Especially when Hurricane Sandy hits and my house is gone.  The house I worked so many extra hours for.  The house my sister and I lived in and imagined being a summer home someday when we were rich enough to have a second home.  The house my husband proposed to me in - right there in our kitchen one early morning (The beautiful kitchen!).  The first house he mowed the lawn, cleaned the yard and barbecued for his wife.  The house we were supposed to bring our baby home to in 2 more months.

"Can I use your WiFi?"

Maria had just left Long Beach a month before Hurricane Sandy. Just in time to to get settled in her new home.  She opened the door and with Rob, she offered us her phone, the wifi, coffee, tea, warm food and a place to store what we could salvage.  She opened her home to another family who lost their entire 1st floor.  She reached out to whoever she could because that's just how she is.

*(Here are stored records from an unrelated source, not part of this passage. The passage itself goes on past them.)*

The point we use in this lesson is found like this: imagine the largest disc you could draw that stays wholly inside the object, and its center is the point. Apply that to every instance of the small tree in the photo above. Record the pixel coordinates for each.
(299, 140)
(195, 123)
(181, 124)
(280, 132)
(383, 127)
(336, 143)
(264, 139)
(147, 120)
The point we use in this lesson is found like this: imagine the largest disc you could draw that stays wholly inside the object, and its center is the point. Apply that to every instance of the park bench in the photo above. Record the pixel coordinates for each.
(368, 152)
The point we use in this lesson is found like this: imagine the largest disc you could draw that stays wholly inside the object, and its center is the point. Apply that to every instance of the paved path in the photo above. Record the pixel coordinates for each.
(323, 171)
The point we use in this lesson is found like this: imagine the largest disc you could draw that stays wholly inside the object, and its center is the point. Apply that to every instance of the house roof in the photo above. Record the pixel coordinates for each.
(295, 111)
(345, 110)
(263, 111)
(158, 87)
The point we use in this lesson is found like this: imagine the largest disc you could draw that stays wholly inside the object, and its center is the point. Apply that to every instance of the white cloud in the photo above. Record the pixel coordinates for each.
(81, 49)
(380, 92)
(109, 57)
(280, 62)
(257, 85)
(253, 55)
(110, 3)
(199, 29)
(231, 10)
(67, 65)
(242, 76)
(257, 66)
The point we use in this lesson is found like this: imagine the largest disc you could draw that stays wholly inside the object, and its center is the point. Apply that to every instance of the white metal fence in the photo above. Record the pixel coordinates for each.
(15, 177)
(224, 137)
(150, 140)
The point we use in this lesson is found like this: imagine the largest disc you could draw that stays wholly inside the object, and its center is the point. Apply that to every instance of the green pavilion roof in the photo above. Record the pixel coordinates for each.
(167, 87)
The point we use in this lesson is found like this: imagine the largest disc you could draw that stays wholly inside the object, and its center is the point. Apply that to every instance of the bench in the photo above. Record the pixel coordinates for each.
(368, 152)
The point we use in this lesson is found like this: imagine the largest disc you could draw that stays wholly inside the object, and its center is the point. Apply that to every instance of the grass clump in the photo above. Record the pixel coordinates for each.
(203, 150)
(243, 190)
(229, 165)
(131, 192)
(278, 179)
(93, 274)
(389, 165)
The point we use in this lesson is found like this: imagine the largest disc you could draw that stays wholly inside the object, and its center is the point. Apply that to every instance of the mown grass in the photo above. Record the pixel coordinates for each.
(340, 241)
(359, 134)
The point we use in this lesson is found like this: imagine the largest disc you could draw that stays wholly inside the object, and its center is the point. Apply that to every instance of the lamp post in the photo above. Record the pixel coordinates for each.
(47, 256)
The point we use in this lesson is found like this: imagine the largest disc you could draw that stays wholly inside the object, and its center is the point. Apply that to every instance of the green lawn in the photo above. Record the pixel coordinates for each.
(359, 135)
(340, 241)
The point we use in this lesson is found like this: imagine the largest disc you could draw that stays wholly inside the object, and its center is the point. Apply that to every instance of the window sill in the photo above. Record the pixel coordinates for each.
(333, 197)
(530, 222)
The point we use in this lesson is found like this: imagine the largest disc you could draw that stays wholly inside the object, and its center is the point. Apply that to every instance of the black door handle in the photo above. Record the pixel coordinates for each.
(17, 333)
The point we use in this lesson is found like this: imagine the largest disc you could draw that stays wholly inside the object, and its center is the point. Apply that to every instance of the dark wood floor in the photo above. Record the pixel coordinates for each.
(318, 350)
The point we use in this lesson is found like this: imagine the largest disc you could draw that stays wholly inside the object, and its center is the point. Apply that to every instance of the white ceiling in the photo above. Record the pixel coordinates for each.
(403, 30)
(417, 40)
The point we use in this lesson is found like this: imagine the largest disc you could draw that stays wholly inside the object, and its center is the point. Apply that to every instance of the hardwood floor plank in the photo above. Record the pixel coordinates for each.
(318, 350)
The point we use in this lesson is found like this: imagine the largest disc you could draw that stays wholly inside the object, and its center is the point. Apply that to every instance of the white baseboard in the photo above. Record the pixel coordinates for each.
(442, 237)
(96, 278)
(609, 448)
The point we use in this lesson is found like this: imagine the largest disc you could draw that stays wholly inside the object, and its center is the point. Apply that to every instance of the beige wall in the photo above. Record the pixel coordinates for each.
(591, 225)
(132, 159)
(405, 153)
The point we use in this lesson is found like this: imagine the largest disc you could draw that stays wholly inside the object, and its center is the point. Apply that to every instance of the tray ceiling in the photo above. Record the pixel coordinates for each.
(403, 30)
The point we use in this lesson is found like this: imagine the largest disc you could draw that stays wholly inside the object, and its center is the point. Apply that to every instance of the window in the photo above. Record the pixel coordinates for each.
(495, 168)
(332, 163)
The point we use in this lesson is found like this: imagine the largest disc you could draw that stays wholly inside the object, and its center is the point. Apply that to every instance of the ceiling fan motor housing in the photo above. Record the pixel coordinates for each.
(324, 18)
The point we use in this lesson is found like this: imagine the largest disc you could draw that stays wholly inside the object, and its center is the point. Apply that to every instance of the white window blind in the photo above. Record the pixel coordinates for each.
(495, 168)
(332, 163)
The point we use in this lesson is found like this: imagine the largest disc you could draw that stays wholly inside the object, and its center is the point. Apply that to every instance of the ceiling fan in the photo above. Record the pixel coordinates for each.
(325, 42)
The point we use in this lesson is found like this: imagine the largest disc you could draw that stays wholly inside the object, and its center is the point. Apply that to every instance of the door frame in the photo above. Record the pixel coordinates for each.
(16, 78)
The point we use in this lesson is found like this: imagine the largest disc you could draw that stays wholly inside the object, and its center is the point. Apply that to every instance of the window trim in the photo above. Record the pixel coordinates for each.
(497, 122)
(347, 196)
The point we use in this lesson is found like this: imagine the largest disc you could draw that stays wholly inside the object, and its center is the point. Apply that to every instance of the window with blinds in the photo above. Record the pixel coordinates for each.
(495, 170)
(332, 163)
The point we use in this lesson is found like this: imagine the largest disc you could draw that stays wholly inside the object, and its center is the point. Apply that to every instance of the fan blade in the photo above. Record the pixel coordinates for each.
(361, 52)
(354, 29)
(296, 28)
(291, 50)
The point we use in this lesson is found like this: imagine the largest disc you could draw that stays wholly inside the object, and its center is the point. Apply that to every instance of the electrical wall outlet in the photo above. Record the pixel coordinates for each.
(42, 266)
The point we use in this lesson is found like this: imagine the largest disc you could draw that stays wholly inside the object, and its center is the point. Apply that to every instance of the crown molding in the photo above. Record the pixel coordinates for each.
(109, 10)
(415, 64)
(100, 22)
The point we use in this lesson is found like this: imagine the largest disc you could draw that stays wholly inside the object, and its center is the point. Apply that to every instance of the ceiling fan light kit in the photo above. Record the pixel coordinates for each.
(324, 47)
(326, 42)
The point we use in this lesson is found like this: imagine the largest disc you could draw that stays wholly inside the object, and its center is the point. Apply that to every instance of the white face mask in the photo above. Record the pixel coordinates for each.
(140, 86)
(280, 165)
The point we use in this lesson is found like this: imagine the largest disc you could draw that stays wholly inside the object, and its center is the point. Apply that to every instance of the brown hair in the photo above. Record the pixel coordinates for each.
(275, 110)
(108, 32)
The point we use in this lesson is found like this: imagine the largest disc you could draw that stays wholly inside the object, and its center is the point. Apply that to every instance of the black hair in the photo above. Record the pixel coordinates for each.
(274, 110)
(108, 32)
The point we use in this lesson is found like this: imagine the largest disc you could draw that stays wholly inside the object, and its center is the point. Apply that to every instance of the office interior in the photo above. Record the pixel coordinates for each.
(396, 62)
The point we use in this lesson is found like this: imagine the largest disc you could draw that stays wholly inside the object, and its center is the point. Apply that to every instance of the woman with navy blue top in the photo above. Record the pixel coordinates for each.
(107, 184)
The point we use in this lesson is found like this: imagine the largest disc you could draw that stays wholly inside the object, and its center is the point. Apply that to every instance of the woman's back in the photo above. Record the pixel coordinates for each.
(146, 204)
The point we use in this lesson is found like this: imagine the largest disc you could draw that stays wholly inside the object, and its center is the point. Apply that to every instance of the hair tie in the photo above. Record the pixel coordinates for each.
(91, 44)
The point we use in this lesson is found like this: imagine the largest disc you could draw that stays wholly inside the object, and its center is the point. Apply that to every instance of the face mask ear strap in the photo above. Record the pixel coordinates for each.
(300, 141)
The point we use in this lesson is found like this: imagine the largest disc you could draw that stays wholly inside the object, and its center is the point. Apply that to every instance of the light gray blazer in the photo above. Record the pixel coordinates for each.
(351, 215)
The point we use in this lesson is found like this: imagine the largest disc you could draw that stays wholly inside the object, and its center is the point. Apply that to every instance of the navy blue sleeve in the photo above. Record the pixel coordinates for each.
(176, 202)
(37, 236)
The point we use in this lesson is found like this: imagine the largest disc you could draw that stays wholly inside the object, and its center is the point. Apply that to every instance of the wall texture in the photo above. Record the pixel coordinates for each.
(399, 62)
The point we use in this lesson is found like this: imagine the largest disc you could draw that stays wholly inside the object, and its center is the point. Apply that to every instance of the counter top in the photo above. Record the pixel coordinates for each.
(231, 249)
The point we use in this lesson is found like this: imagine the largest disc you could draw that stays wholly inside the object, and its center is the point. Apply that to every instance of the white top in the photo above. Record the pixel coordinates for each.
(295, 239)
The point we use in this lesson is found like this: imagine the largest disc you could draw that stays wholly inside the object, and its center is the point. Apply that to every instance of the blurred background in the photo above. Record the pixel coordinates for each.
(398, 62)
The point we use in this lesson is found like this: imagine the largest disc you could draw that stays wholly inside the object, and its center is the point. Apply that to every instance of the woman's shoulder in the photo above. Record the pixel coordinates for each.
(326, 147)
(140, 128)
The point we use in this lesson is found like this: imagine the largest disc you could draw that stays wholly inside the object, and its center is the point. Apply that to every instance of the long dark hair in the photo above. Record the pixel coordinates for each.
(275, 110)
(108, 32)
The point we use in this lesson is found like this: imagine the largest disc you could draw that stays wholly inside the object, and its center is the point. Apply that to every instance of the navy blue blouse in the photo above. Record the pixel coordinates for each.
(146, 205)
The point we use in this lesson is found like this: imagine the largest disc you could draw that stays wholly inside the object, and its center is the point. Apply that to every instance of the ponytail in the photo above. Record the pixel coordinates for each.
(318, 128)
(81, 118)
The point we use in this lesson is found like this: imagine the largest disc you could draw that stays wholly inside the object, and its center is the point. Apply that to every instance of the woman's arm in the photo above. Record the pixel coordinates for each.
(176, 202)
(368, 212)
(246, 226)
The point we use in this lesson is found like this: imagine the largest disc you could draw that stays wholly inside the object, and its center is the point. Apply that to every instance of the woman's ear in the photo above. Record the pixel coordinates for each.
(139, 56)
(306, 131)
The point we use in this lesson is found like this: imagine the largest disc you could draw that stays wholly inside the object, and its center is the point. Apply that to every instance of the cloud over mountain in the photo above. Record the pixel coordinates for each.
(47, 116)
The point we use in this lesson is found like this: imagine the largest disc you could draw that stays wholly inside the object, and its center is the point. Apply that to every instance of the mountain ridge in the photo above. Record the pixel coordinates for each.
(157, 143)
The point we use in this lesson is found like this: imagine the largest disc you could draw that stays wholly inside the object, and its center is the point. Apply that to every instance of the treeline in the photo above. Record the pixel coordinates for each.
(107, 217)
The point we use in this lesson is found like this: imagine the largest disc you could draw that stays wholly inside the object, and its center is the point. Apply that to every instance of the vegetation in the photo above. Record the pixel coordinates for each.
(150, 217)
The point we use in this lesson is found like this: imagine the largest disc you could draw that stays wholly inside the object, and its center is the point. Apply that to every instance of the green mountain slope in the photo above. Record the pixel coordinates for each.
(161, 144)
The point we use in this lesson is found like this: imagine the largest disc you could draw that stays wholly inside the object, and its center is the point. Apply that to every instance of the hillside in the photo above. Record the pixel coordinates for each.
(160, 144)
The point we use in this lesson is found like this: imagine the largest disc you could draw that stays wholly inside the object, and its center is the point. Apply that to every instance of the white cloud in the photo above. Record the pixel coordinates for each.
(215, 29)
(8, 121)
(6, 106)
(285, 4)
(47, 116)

I think the saddest part about losing the home is losing our neighbors.  All the sisters who were once a 15 minute walk or ride away are now 45 minutes and longer through traffic.


When I think about it, I don't have a lot of girlfriends either. I have two amazing sisters and younger brother and sometimes I think they're all I need.  But God really knows what we need because he puts friends in my life whether I ask for them or not.  I have friends that are so close we become sisters. We feel comfortable in each other's homes. We turn every meal into a social event.  We eat off each other's plates.

4:30 am on June 1, 2013,  I leave my new apartment in Queens wearing a purple dress, with purple nail polish on for the first time in my life.  I drive quite fast because I think I'll be late and they'll go off in their hot air balloon with out me there.  I almost hit Bambi on NJ 17.  Only for a sister I would do this.  

The field of tall grass is still wet with morning dew, but the sun is rising into a clear blue sky.  The balloon is being blown up with the roar of flames that frighten me.  And when she steps out of her car, it's just perfect.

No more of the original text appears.